Dalam hati, saya terkejut dan mempertanyakan siapa pelaku diantara semua orang yang berpartisipasi di dalam lingkaran tersebut. Namun, di lain sisi saya sangat salut dengan ketangkasan penonton lain yang auto menyelamatkan seorang yang ambruk tadi. Tentu saja, selain contoh yang saya berikan, masih banyak kericuhan yang ditimbulkan dari moshing, baik ketidaksengajaan maupun disengaja karena dipicu oleh amarah karena tak terima.

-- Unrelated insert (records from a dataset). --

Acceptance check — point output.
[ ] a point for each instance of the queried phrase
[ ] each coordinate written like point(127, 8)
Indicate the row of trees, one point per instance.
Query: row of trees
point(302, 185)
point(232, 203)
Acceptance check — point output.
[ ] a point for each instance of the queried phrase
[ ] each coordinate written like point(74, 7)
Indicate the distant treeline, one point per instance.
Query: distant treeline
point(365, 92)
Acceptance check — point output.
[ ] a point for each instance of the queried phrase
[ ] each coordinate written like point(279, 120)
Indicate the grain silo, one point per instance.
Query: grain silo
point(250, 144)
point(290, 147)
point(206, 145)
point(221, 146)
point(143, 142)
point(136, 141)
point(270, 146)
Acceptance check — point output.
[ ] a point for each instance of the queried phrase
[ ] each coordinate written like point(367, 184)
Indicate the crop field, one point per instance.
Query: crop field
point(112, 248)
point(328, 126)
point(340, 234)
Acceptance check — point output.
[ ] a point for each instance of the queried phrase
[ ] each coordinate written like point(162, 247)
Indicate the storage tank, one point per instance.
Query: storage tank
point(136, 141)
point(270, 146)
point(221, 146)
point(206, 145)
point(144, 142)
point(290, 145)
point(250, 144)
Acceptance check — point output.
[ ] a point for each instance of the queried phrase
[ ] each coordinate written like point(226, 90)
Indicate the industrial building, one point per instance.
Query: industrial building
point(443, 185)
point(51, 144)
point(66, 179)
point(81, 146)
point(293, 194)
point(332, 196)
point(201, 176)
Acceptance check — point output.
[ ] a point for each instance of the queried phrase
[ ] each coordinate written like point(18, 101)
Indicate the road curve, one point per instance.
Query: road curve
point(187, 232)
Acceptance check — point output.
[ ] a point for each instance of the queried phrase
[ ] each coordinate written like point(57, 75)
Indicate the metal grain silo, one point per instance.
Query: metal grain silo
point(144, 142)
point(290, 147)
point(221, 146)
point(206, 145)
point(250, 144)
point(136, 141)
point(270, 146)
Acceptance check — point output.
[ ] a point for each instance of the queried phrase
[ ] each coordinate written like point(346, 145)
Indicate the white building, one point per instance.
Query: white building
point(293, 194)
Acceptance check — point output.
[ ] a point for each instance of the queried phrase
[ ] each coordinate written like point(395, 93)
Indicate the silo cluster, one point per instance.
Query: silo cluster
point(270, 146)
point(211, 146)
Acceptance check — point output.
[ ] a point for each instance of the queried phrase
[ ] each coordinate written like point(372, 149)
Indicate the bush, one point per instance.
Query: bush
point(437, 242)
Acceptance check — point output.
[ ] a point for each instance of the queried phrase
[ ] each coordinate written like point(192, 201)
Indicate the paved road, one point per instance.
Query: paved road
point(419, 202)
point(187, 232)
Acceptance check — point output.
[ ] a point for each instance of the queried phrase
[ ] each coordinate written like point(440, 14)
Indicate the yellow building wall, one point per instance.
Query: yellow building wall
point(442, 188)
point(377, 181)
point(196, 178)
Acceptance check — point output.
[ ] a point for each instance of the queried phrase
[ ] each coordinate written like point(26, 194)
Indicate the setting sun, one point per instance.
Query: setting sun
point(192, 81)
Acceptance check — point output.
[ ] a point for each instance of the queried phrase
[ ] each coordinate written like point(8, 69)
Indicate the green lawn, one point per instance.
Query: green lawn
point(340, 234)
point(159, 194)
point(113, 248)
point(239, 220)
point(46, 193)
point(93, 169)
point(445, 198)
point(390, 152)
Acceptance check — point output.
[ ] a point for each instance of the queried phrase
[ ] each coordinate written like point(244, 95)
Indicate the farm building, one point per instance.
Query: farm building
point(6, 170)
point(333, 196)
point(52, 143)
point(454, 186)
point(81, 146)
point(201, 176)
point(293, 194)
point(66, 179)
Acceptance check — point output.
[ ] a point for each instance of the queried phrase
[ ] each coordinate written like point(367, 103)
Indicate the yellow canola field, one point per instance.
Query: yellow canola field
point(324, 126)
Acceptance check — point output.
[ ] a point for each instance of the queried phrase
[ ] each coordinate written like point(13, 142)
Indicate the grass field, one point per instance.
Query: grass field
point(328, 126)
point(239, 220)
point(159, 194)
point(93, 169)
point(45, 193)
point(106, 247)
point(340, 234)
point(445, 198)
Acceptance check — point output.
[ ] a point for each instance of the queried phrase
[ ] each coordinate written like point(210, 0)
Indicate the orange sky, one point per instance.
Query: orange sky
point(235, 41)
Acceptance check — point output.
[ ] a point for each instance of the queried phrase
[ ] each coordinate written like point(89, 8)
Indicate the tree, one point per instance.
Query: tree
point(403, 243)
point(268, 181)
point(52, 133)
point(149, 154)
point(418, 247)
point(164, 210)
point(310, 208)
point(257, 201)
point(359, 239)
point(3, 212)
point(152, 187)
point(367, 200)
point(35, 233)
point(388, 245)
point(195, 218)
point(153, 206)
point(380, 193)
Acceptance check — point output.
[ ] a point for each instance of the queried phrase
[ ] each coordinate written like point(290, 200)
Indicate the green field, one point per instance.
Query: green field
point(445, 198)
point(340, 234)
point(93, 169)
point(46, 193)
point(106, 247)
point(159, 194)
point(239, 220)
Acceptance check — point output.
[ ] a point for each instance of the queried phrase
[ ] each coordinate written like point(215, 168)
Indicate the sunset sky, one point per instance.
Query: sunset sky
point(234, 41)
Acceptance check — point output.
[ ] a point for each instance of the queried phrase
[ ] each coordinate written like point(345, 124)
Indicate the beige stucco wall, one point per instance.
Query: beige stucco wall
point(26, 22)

Menurut saya, moshing bukanlah suatu kericuhan. Ia hanyalah suatu budaya yang apabila tak dilakukan dengan benar akan menjadi suatu bahaya. Dilakukan secara benar artinya, pertama, ditempatkan di tempatnya, yaitu di konser-konser musik cadas dan sebagainya. Tak semua konser bisa dijadikan ajang moshing. Apakah cocok konser musik pop, indie atau jazz diiringi oleh tarian-tarian penjuru arah, atau sesi mendorong dan angkat-mengangkat? Tidak, kan.
Kedua, haruslah sadar ruang dan peluang. Apabila konser dilaksanakan di ruang yang cukup minimalis untuk penonton yang berlapis-lapis, mending acara moshingnya ditunda dulu. Apalagi, jika di dalam konser tersebut terdapat kalangan yang tak bisa diajak senggol-senggolan, contohnya anak kecil (Walaupun agak mustahil karena tidak lumrah anak kecil menikmati pertunjukan musik hardcore). Ya, pokoknya melihat keadaan sekitar, apakah mendukung atau tidak.
Ketiga, jika terdapat seseorang yang terluka, entah terkena sepak dan pukul siapa, hukumnya wajib bagi penonton lain–khususnya untuk partisipan moshing–untuk turut menyelamatkan. Minimal, memberi ruang dan membuka jalan untuk pertolongan medis yang akan datang.
Keempat, dan yang terakhir, yang masih suka baper, dilarang masuk lingkaran! Kericuhan bisa tercipta apabila ada salah satu manusia baperan yang tak terima tersikut atau tertindih. Sebelum memasuki lingkaran moshpit, harusnya sudah tahu mengenai risiko dan kemungkinan-kemungkinan yang akan terjadi, bukan hanya main ikut-ikutan teman, tapi kena sikut sedikit, lah kok ngamok tenan?
Sekali lagi, budaya moshing harusnya adalah manifestasi emosi dan ekspresi yang tak ditujukan pada pihak tertentu–murni apresiasi dan konduksi energi terhadap musik yang dibawakan diatas panggung hiburan. Jadi, mohon kerjasama serta yang merasa masih suka marah-marah tolong menjauh sekarang juga!